Ashraful, in particular, took advantage of the generous width on offer. His innings began when Bangladesh were at a precarious 58 for 3 and he swung the momentum their way with a flurry of boundaries. He carted two fours through the offside off the third and fourth balls he faced and never looked back. Fearlessly chancing his arm, Ashraful was unafraid to carve the ball in the air past point or cover. He peppered the offside boundary and was particularly harsh on Nehemiah Odhiambo whom he smacked for three fours in an over. He reached his fifty - off just 36 balls - with a slog-swept six off Hiren Varaiya, who conceded 33 off five overs. While Ashraful sparkled at one end, Farhad Reza was hardly overshadowed at the other. He contributed 34 to the 73-run stand for the fifth wicket that sealed Bangladesh's victory.

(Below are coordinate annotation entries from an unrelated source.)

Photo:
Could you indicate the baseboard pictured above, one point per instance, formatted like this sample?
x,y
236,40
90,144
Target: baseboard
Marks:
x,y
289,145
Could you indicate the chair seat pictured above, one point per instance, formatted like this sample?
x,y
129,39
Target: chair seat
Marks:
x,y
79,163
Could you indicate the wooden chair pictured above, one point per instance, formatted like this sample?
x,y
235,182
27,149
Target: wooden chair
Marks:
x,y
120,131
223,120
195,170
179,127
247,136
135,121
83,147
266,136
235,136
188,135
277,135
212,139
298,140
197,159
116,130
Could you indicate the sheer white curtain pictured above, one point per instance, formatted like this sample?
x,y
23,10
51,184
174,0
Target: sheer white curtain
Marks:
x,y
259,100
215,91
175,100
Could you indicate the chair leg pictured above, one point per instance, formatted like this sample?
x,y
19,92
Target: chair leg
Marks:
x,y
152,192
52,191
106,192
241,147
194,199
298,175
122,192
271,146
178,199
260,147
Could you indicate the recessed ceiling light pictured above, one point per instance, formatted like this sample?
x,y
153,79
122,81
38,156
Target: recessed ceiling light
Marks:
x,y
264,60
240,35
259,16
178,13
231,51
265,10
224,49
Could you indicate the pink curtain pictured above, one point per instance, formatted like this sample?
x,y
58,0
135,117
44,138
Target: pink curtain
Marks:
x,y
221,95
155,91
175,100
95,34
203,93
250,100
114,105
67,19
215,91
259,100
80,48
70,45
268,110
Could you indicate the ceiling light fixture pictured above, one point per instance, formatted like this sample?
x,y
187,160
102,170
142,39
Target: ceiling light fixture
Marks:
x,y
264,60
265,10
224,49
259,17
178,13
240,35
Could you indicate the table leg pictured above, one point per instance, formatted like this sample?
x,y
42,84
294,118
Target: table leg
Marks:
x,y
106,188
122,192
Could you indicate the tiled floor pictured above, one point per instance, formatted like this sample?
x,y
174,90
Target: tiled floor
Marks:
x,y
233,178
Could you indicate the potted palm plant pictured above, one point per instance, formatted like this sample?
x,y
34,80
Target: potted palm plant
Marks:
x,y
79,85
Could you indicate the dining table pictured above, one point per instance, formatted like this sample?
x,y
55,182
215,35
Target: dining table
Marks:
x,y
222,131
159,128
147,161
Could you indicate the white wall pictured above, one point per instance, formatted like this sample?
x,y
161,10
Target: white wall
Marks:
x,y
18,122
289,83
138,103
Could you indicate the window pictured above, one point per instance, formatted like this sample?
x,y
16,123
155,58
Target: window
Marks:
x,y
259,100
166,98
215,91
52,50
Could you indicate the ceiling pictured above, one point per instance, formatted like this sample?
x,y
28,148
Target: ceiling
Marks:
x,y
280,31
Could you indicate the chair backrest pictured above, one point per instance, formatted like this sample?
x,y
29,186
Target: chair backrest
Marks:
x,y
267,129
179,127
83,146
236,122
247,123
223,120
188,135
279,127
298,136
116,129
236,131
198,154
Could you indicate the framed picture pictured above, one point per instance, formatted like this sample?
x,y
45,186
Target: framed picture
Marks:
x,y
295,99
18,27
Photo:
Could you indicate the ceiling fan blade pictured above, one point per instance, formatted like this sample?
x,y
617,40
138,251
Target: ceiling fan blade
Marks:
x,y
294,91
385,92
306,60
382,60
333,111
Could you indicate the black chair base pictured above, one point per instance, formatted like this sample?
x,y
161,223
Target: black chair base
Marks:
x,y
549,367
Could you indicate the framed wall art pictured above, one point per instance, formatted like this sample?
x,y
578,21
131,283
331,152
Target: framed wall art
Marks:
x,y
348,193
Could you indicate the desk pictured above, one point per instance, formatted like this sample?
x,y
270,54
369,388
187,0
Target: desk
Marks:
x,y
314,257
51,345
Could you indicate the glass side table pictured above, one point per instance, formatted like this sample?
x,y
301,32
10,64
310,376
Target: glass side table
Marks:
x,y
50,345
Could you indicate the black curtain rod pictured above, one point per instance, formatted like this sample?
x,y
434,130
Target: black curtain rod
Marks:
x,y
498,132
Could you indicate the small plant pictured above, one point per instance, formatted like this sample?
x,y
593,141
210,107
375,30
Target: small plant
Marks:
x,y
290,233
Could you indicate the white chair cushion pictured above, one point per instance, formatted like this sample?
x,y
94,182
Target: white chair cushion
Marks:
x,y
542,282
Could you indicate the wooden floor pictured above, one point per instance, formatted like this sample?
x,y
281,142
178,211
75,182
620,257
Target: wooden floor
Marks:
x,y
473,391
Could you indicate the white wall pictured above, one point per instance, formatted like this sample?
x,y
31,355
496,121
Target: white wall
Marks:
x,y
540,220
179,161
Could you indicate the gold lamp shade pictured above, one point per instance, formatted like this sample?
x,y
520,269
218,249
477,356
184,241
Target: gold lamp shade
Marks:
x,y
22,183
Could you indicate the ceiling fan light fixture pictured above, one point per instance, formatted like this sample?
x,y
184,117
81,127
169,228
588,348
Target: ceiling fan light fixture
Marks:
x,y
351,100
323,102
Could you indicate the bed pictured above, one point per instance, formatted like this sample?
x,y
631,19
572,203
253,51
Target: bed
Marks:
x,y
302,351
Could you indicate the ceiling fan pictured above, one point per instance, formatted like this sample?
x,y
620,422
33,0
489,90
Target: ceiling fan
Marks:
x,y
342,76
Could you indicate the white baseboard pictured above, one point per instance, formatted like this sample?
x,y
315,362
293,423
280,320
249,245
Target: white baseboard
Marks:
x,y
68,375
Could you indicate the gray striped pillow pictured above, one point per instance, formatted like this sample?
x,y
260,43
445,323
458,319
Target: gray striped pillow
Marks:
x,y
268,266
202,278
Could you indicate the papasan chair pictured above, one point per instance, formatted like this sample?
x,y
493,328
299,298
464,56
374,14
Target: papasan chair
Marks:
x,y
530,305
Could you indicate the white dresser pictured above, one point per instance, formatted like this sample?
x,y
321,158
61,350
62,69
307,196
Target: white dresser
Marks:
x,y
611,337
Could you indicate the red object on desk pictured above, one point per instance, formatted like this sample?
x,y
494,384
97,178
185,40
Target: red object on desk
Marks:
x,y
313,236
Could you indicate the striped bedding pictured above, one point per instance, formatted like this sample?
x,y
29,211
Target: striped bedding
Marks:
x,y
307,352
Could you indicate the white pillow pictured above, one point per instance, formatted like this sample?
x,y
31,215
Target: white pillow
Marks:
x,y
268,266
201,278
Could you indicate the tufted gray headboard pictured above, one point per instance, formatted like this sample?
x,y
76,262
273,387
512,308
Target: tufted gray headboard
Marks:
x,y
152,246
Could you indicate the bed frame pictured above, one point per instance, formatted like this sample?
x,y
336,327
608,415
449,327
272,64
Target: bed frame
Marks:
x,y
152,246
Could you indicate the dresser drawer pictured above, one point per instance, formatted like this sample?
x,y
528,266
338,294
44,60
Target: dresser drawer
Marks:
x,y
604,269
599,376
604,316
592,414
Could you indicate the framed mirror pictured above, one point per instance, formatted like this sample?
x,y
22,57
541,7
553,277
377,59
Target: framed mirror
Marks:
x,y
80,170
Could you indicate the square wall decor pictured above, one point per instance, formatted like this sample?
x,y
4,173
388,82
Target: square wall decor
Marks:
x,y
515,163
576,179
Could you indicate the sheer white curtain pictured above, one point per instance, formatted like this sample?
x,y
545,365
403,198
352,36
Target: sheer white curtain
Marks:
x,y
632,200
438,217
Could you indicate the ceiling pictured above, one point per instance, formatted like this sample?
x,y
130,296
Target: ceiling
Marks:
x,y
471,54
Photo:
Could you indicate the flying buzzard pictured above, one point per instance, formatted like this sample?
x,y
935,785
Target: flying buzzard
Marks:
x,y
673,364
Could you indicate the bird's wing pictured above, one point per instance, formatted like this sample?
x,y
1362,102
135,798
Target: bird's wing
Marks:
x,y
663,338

Coach Dav Whatmore's only grouse would be the form of Bangladesh's top four batsmen. Apart from Shahriar Nafees who managed just 7, the others made bits-and-pieces contributions and got out after getting their eye in. Aftab Ahmed's habit of sprinting out of the blocks and then running out of steam is becoming terribly predictable and today he sparkled with three boundaries in the space of eight balls before edging to point. Rajin Saleh played the role of anchor and took 54 balls to score 19 before edging Odhiambo to the wicketkeeper. Saqibul Hasan, too, also got settled before he was needlessly run out on 20.

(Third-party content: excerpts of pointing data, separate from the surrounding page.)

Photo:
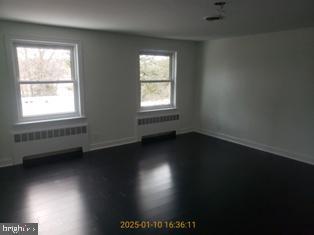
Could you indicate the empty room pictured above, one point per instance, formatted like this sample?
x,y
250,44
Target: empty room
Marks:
x,y
157,117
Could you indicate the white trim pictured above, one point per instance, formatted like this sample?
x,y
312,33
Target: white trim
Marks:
x,y
74,46
112,143
263,147
172,80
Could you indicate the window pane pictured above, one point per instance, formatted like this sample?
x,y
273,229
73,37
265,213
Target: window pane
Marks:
x,y
44,64
155,94
51,98
154,67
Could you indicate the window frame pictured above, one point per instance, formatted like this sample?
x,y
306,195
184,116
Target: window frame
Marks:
x,y
172,80
74,48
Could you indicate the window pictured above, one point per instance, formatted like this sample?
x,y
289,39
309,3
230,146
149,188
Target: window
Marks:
x,y
47,83
157,80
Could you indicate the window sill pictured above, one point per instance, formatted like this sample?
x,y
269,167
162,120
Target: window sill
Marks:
x,y
144,111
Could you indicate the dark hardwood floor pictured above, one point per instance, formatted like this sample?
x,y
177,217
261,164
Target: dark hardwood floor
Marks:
x,y
224,187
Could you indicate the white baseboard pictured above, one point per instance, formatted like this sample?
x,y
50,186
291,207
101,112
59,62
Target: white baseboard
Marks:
x,y
113,143
127,140
6,162
266,148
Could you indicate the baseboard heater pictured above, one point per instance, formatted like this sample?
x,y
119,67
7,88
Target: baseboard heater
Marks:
x,y
52,157
158,137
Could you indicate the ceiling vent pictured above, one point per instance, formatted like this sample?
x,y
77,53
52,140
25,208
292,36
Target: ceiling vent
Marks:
x,y
220,12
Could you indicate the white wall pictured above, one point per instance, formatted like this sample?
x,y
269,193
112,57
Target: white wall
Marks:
x,y
110,63
259,91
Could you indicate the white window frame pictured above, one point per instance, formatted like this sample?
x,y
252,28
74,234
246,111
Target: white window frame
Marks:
x,y
172,80
74,47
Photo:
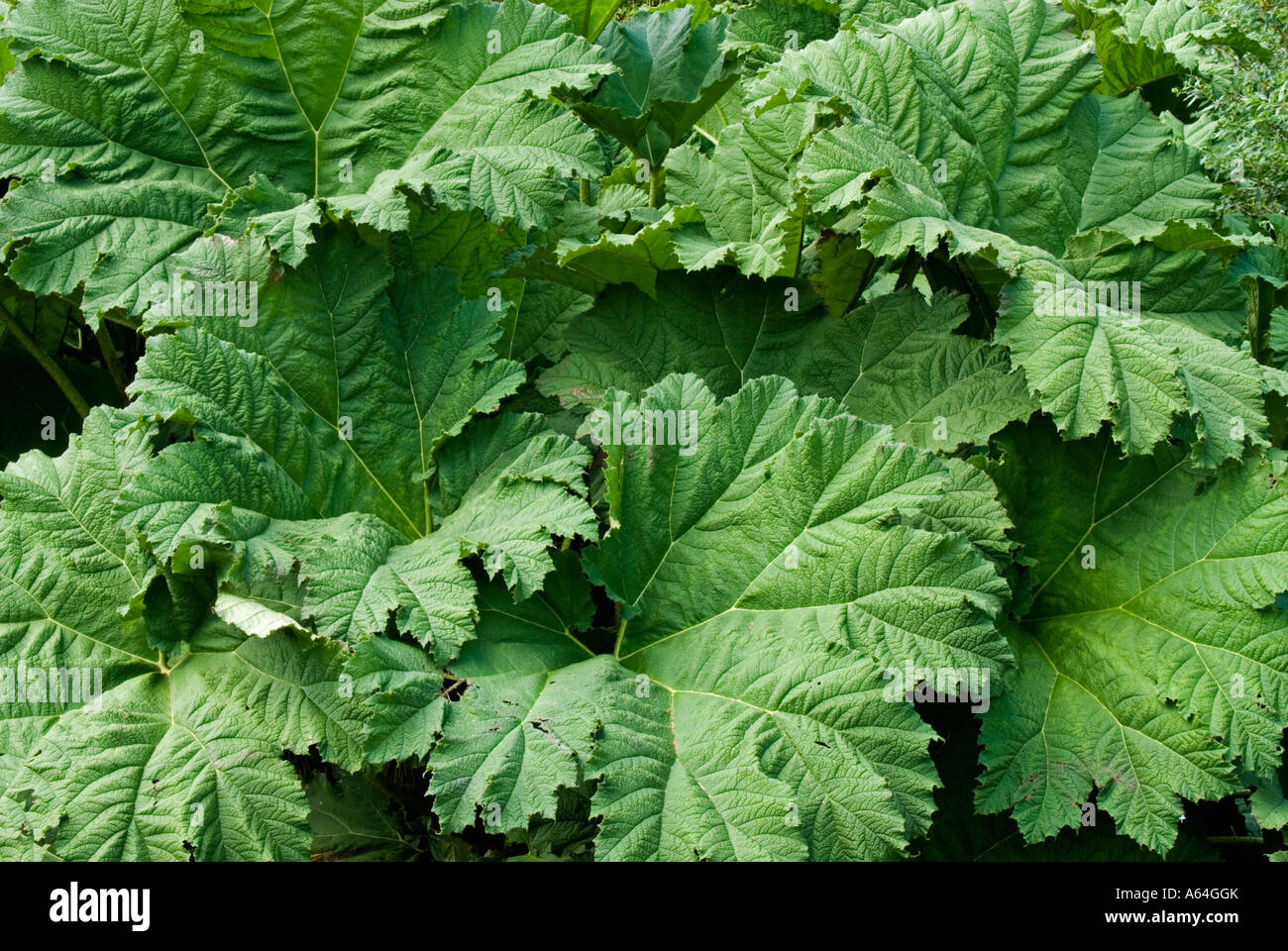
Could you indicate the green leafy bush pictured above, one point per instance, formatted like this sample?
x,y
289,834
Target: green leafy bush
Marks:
x,y
786,431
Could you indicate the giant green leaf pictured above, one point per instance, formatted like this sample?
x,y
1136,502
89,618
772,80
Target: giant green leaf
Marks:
x,y
1138,558
127,120
745,711
334,446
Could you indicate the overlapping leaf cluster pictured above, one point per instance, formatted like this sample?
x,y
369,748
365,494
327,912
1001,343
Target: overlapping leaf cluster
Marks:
x,y
954,367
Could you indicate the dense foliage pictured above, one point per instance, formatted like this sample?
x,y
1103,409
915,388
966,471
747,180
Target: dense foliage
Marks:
x,y
778,431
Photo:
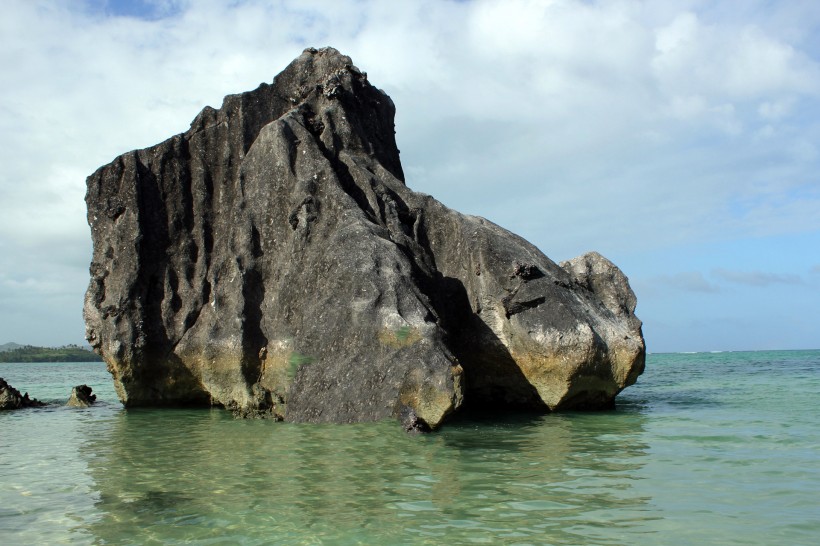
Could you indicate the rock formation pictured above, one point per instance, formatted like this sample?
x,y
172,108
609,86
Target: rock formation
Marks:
x,y
81,397
271,260
10,398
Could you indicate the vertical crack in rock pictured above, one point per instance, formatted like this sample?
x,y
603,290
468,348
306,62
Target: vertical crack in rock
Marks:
x,y
271,260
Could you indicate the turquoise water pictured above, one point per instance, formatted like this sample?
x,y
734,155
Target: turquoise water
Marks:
x,y
705,449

The poor start that Bangladesh got off to didn't cost them in the end because their bowlers had done superbly to dismiss Kenya for a low total inside 50 overs. Tikolo provided the only resistance during a typically belligerent 47 but his effort was a flicker in what was a dreary batting performance.
After Khaled Mashud chose to field, Mortaza, who had been left out of the final ODI against Zimbabwe, dismissed Maurice Ouma for duck in the first over. Ouma had been brought into the side to provide momentum at the top of the order but he was comprehensively beaten by three consecutive deliveries before he nicked the fourth. In his second over, Mortaza added more fuel to the debate over Kennedy Otieno's poor form by trapping him leg before for 1 to leave Kenya reeling at 4 for 2.

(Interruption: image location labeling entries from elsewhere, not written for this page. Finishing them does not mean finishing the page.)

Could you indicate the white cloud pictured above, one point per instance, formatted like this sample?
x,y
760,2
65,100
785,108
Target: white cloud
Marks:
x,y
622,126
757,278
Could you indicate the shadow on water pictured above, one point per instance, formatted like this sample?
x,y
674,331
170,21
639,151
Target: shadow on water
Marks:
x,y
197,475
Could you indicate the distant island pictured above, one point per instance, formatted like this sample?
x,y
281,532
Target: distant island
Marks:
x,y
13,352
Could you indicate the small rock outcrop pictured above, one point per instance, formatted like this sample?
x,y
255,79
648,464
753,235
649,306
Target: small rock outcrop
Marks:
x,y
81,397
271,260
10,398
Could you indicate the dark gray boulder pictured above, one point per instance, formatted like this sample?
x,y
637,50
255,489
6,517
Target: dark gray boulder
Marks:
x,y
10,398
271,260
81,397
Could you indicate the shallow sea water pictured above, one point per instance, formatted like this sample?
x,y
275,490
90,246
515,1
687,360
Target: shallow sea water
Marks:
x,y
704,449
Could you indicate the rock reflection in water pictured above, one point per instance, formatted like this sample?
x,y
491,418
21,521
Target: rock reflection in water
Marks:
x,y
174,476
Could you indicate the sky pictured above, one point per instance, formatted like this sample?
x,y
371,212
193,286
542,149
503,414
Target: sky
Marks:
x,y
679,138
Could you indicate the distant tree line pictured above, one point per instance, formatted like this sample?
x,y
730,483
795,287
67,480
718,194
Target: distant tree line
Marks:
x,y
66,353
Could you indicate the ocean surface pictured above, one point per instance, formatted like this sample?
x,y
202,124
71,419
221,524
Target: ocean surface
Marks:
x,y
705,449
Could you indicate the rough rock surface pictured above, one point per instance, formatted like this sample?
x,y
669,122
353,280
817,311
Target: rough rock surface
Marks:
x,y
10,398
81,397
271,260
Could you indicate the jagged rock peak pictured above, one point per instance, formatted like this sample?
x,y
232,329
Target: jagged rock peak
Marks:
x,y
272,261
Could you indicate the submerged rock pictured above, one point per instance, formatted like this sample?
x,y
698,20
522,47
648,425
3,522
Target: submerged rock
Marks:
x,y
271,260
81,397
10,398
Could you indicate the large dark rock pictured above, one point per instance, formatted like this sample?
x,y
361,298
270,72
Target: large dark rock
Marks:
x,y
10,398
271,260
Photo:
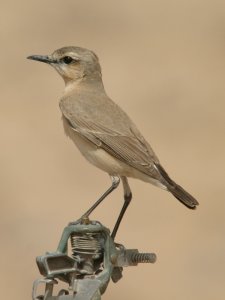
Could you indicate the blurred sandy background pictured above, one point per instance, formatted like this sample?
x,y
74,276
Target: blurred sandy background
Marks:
x,y
164,63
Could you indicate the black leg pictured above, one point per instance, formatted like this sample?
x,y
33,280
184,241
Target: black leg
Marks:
x,y
127,200
115,183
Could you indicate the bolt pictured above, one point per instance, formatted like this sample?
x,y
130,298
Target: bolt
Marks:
x,y
143,257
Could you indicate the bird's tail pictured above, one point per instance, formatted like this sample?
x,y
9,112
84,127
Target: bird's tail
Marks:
x,y
177,191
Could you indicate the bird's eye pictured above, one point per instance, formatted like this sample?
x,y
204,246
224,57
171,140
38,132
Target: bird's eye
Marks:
x,y
67,60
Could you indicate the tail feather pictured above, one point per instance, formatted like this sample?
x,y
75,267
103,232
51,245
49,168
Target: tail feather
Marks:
x,y
177,191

Then began the only period when Kenya showed some intent and though the partnership for the third wicket reads 56, it was solely Tikolo's show. He set off at a canter, cutting and driving powerfully in the arc between cover and point. Tikolo smashed ten fours in his innings of 47. Had he received any sort of support from Jimmy Kamande, Kenya could have been on their way to revival. Instead Kamande was the tortoise of the partnership and contributed a mere 5 runs from 40 balls. With nothing happening at the other end, the responsibility for runs fell on Tikolo and he became the first of Razzak's three wickets soon after the first drinks break when he missed a sweep and was bowled. Mortaza returned for his second spell and quickly ended Kamande's turgid innings.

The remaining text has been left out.